HÜDA PAR Hilvan İlçe Başkanlığı 2'nci Olağan Kongresi, Hilvan Ziraat Odasının konferans salonunda gerçekleştirildi. Kur'an-ı Kerim tilavetiyle başlayan kongrede Hilvan ilçe teşkilatının şu ana kadar yaptığı çalışmaları konu alan sinevizyon gösterimi yapıldı.
Yapılan yoklamanın ardından divan başkanlığı seçimine geçilirken, kongre faaliyet raporu ve mali raporun okumasıyla devam etti.
Kongrede katılımcılara hitap eden HÜDA PAR Genel Başkan Yardımcısı M. Bahattin Temel, bir ülkede adalet varsa oranın payidar olabildiğini söyledi.

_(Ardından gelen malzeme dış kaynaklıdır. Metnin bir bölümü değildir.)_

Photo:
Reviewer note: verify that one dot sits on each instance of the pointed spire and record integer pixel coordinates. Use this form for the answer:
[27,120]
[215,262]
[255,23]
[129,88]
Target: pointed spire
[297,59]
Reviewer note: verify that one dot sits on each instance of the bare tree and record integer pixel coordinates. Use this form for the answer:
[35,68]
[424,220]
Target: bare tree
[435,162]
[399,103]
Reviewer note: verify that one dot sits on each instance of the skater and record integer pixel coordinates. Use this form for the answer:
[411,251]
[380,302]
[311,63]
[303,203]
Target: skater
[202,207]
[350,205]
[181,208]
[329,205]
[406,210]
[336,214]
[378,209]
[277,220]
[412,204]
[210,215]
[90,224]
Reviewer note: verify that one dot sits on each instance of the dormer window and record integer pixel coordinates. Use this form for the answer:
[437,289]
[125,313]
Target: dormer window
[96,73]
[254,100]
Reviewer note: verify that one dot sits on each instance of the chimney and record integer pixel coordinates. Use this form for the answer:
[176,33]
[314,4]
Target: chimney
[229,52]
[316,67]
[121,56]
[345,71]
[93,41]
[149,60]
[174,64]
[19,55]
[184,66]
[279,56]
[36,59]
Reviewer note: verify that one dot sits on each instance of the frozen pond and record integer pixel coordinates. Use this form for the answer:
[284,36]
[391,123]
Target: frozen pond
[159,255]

Temel, "Parti olarak 4 yıl önce 'Dürüst siyaset ve gerçek adalet.' diyerek yola çıktık. Bu 4 yıllık süreçte hak namına, halkımızın yararına neyi hayırlı gördüysek yanında durduk. Kimden gelirse gelsin şayet doğru ve müspet bir söz ve eylem ise açık ve net bir şekilde destekledik. Buna karşı yine yanlış olan bir şey en yakınımızdan bile gelmişse onun karşısında durduk. Biz bu şekilde hakkın hatırını her şeyin üstünde tuttuk. Bu doğru yaklaşımlarımızdan dolayı haksız yere çeşitli baskı ve zulümler gördük. Hem devletin içine çöreklenmiş yapıların hem de PKK'nin çeşitli saldırılarına maruz kaldık. Bu uğurda birçok azizimizi ve gencecik Yasinlerimizi şehit verdik. Tüm baskı ve sıkıntılara rağmen yılmadık, Allah’ın yardımıyla dik durduk." dedi.

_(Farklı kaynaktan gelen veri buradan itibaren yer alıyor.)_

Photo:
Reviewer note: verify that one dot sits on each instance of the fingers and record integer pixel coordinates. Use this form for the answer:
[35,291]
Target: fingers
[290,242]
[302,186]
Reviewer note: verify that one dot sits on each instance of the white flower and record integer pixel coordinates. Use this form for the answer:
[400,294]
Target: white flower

"Şu anda sıkıntılı bir sürece şahit oluyoruz"
Cumhuriyet tarihinden bu yana olumlu hareket, davranış, fiil ve çalışmaların devam etmesini istediklerini dile getiren Temel, sözlerine şöyle devam etti: "Biz bu konuda müspet hareket ettik. Dünya Müslümanlarının ve ülkenin menfaatleri uğruna karşılık kendi siyasi hedeflerimizi ve menfaatlerimizi sırf Müslümanlar zarar görmesin diye bir kenara bıraktık ama şu anda sıkıntılı bir sürece şahit oluyoruz."
"Müslümanlara, mazlumlara kucak açıyorsak ayrım yapmamamız lazım"

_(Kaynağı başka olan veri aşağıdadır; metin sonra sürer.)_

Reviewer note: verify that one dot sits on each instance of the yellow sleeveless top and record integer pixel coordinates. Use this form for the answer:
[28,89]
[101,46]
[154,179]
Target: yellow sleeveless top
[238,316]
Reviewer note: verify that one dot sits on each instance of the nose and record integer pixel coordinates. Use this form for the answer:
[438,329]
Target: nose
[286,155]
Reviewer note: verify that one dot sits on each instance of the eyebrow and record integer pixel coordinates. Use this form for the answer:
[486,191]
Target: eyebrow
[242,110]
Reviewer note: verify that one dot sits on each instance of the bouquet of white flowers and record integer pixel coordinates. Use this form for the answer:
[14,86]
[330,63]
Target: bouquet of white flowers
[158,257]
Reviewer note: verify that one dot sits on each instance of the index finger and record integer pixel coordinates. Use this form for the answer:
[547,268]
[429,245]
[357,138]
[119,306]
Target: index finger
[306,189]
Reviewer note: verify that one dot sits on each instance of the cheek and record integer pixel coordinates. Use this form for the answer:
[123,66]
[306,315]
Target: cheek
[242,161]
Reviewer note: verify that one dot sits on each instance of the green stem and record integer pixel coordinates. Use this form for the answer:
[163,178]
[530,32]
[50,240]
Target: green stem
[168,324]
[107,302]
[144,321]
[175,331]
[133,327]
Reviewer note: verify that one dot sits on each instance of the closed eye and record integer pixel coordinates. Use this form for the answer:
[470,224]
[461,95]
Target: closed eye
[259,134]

Müslümanlara ve mazlumlara kucak açılıyorsa ayrım yapılmaması gerektiğini anlatan Temel, "Bizim Kürt'üne, Türk'üne, Arap'ına, Acem'ine, herkese kucağımızı açmamız lazım. Katar ambargo altına alınınca Türkiye'nin ve idarecilerimizin tavrı ne oldu? Kalbinde merhamet ve vicdan olan hiç kimse itiraz edebildi mi? Hayır. Çünkü müspet bir hareketti. Arakan'da Müslümanlar kadın, çoluk çocuk, herkes soykırıma tabi tutulmuşken onların feryadına koşan yönetici ve idarecilerimizi orada görünce gölümüz açıldı, sevindik ve Allah'a hamt edip dua ettik. Bu işin böyle olması gerektiğini söyledik." ifadelerini kullandı.
"Referanduma gidiyorlar diye bu kadar baskı ve tazyik niye?"
Suriye için söylediklerini şimdi Irak Kürdistanı için de söylediklerini ifade eden Temel, "Bu nasıl bir dil? Buradaki vatandaşlar da sizin vatandaşlarınızın akrabaları, sizin mazlum komşularınız. Yıllardır zulüm, sıkıntı ve musibetler yaşamışlar. Mevcut sayıları kadar insanları, Saddam'ın kimyasal ve vahşetleriyle yere gömülmüşler. Bir referanduma gidiyorlar diye bu kadar baskı ve tazyik niye? Bu mazlum insanların tek bir can damarı var, o da Türkiye'dir. Eğer Türkiye o insanlara kucak açıp himaye etse, onlara sahip çıkarsa tabi İran da bunu başarabilirse bu insanlar Siyonizm'in paçavralarını eline alıp sallamaz. Emin olabilirsiniz ki Türkiye'nin bayrağını ellerinde sallayacaklar. Kapıları kapatmakla şayet onlar bir miktar zarar görecekse şu kesin bir hakikat ki başta bölge ve ülke olarak bizim zararımız çok daha fazla olacaktır." şeklinde konuştu.
"Şayet bir ülke adil davranmışsa ancak payidar olmuştur"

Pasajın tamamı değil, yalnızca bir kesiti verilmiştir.